In morte del fratello Giovanni

Era l'estate dell'ottantanove, mio figlio Marco aveva poco più di un anno e mi sembrava che il mondo tutto intorno fosse a colori. Eravamo in ferie e faceva un gran caldo.
La città si era spopolata, come accadeva allora in modo evidentissimo e in certe ore del primo pomeriggio, sembrava di esserne gli unici abitanti. Giovanni mi aveva invitato a casa sua per parlare un poco; erano le tre e non trovai anima viva sul percorso, mentre raggiungevo la graziosa villetta dei suoi genitori, con cui viveva da ventisette anni. Appena varcato il piccolo cancelletto in ferro battuto nero, mi venne incontro e mi abbracciò fraternamente, come faceva sempre. Ci sorridemmo a vicenda e accomodandoci all'ombra della grande altalena che ondeggiava lenta in giardino, gli mostrai orgoglioso il regalo che mi aveva appena fatto mia moglie Luisa in occasione del mio ventiseiesimo compleanno: un orologio da vela con cassa in acciaio, fondo bianco, ghiera blu oceano e cinturino dello stesso colore. Un piccolo gioiello della Seiko che entrambi apprezzavamo molto. Lo guardò con ammirazione e mi fece i complimenti; lo studiammo insieme, poi mi chiese:
"quante atmosfere?"
"quindici credo, appena sufficienti per me!" e ci mettemmo a ridere. Subito dopo mi disse che era quasi terminato il suo periodo di vacanza e che voleva trovare un posto per sé e la sua ragazza in cui andare a pescare e rilassarsi:
" Due settimane sarebbero l'ideale, anche perché non mi rimane molto di più. "

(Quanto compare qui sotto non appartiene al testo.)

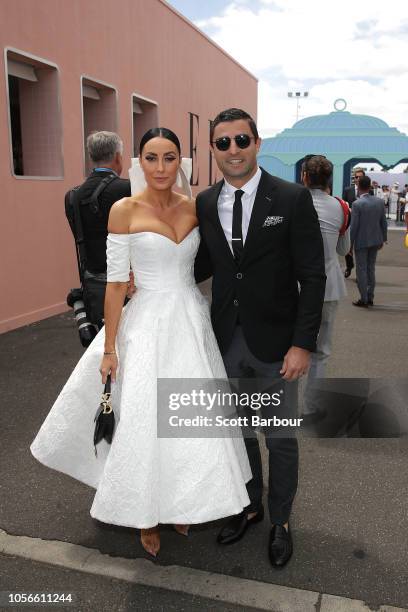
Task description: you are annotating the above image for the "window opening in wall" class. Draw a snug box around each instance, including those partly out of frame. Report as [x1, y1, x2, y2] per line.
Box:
[6, 50, 63, 178]
[132, 94, 159, 157]
[82, 77, 117, 175]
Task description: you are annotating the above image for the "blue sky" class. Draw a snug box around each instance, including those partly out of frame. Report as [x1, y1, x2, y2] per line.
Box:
[165, 0, 408, 163]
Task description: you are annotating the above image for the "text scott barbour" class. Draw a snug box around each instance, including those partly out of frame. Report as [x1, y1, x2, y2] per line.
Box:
[169, 414, 303, 427]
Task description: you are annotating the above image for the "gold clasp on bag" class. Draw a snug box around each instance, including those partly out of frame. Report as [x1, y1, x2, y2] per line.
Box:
[101, 393, 112, 414]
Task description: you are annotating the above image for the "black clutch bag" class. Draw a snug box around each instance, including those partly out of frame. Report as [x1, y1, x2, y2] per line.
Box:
[94, 374, 115, 455]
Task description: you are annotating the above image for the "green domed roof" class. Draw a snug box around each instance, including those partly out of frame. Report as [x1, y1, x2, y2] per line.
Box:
[292, 111, 392, 131]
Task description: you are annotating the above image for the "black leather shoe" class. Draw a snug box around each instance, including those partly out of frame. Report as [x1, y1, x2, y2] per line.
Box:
[217, 507, 264, 544]
[268, 525, 293, 568]
[299, 410, 327, 427]
[353, 300, 368, 308]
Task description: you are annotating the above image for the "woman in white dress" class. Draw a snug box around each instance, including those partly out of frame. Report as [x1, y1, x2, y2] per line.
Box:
[31, 128, 251, 556]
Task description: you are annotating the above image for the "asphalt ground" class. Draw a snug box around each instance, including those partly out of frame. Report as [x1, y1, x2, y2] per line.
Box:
[0, 555, 256, 612]
[0, 232, 408, 610]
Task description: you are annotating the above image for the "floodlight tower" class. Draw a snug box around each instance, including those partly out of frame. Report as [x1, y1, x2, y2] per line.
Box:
[288, 91, 309, 122]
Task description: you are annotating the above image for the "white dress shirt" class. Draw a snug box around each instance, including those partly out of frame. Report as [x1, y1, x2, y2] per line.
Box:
[218, 168, 262, 252]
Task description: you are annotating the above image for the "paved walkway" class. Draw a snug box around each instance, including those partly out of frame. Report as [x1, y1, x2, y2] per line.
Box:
[0, 231, 408, 612]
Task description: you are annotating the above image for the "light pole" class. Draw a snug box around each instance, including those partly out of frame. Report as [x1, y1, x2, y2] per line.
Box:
[288, 91, 309, 122]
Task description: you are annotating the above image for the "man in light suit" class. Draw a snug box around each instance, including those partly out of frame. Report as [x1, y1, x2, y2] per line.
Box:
[350, 176, 387, 308]
[301, 155, 350, 425]
[195, 108, 326, 567]
[343, 168, 365, 278]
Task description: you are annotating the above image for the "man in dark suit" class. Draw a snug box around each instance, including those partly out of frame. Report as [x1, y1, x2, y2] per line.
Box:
[350, 176, 387, 308]
[65, 131, 131, 328]
[343, 168, 365, 278]
[65, 132, 131, 274]
[196, 109, 326, 567]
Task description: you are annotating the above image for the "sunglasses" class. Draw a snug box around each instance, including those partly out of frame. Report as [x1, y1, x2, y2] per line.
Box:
[211, 134, 256, 151]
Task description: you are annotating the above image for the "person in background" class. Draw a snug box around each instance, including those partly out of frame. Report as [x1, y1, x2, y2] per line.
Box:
[301, 155, 350, 425]
[65, 131, 134, 330]
[350, 176, 387, 308]
[343, 168, 365, 278]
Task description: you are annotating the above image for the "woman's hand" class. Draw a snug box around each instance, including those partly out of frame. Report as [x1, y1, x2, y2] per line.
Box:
[99, 354, 118, 384]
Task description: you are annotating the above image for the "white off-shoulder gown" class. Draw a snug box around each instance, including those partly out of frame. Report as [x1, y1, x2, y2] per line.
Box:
[31, 228, 252, 528]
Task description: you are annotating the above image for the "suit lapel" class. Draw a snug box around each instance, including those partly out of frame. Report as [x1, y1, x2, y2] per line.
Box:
[241, 168, 276, 262]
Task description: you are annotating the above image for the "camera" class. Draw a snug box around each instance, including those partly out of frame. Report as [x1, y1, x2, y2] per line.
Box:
[67, 289, 97, 348]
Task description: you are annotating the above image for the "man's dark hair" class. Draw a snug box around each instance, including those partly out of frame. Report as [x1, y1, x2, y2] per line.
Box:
[302, 155, 333, 189]
[139, 128, 181, 155]
[210, 108, 259, 142]
[358, 175, 371, 191]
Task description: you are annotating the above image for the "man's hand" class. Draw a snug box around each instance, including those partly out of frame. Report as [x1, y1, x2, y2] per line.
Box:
[126, 270, 136, 300]
[280, 346, 310, 381]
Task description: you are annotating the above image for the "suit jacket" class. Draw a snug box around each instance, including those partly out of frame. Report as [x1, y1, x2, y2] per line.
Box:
[350, 194, 387, 250]
[65, 170, 131, 274]
[195, 170, 326, 362]
[310, 189, 350, 302]
[343, 185, 358, 206]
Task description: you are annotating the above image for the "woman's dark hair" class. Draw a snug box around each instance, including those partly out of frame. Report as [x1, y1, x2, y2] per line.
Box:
[139, 128, 181, 156]
[302, 155, 333, 189]
[210, 108, 259, 142]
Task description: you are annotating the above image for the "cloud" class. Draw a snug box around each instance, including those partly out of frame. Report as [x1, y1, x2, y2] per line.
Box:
[193, 0, 408, 136]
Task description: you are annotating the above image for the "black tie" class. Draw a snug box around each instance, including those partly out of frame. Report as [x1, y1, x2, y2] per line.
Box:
[232, 189, 244, 261]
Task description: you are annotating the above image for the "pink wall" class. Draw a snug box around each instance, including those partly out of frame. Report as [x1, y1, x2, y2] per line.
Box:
[0, 0, 257, 332]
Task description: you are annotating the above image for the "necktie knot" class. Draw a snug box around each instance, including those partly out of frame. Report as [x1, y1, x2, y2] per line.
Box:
[235, 189, 245, 202]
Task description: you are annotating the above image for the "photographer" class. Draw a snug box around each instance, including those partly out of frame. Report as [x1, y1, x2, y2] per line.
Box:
[65, 131, 131, 346]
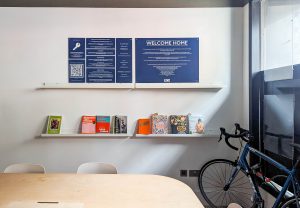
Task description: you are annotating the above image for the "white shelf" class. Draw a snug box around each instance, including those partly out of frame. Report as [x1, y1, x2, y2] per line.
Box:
[39, 83, 134, 89]
[39, 83, 224, 89]
[40, 134, 132, 138]
[135, 83, 223, 89]
[135, 134, 219, 138]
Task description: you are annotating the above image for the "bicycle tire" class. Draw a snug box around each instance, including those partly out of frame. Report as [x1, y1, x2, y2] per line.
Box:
[198, 159, 256, 208]
[280, 198, 300, 208]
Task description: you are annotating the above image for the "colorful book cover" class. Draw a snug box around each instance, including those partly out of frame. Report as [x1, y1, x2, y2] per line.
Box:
[188, 114, 205, 134]
[137, 118, 151, 134]
[113, 116, 127, 134]
[170, 115, 189, 134]
[81, 116, 96, 134]
[151, 114, 168, 134]
[47, 116, 62, 134]
[96, 116, 110, 133]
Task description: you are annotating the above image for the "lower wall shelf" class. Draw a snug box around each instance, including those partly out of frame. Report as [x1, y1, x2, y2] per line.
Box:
[135, 134, 219, 138]
[40, 134, 132, 138]
[39, 134, 219, 139]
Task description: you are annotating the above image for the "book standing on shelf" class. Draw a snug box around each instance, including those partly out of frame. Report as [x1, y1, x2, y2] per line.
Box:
[47, 116, 62, 134]
[112, 116, 127, 134]
[151, 113, 168, 134]
[96, 116, 110, 133]
[170, 115, 189, 134]
[188, 114, 204, 134]
[81, 116, 96, 134]
[137, 118, 151, 134]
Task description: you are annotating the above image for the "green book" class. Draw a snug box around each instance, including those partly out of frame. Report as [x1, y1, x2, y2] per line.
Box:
[47, 116, 62, 134]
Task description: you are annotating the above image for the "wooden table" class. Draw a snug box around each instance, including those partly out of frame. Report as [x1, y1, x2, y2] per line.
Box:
[0, 173, 203, 208]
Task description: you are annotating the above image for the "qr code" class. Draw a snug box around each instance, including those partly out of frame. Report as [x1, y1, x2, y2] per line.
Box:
[70, 64, 84, 77]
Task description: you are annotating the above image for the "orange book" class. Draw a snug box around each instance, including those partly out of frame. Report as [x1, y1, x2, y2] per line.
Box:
[96, 116, 110, 133]
[81, 116, 96, 134]
[137, 118, 151, 134]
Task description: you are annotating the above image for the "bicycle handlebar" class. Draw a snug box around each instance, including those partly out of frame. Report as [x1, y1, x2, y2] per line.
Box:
[219, 123, 251, 151]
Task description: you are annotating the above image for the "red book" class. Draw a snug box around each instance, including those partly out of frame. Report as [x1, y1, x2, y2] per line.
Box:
[96, 116, 110, 133]
[81, 116, 96, 134]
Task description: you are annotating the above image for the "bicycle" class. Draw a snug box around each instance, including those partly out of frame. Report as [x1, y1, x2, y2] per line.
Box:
[198, 124, 300, 208]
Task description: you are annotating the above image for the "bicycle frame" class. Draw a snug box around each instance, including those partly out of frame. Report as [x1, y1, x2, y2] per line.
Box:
[224, 143, 300, 208]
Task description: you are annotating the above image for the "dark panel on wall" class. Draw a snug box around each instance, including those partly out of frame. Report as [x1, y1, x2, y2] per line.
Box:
[0, 0, 248, 8]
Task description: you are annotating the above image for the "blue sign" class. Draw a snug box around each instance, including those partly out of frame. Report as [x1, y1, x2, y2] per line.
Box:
[69, 38, 132, 83]
[86, 68, 115, 83]
[69, 38, 85, 59]
[68, 60, 85, 83]
[116, 38, 132, 83]
[135, 38, 199, 83]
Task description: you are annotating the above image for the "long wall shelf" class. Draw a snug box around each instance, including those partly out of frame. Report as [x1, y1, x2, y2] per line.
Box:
[39, 134, 219, 139]
[38, 83, 224, 89]
[40, 134, 132, 138]
[135, 83, 223, 89]
[135, 134, 219, 138]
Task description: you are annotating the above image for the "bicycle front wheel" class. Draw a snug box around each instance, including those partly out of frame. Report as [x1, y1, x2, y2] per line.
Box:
[198, 159, 254, 208]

Gli altri amici erano tutti fuori, prevalentemente nelle spiagge limitrofe. Per gente come noi che viveva di mare, era difficile sopportare la permanenza forzata in città, soprattutto sapendo che le condizioni meteo portavano bel tempo e mare calmo ancora per molto. Così Giovanni mi propose Lampedusa. Io gli risposi che per me e la famiglia era impossibile:
"Giova', ma perchè incaponirsi nel voler partire a tutti i costi, dal momento che ciò significherebbe pescare da solo?"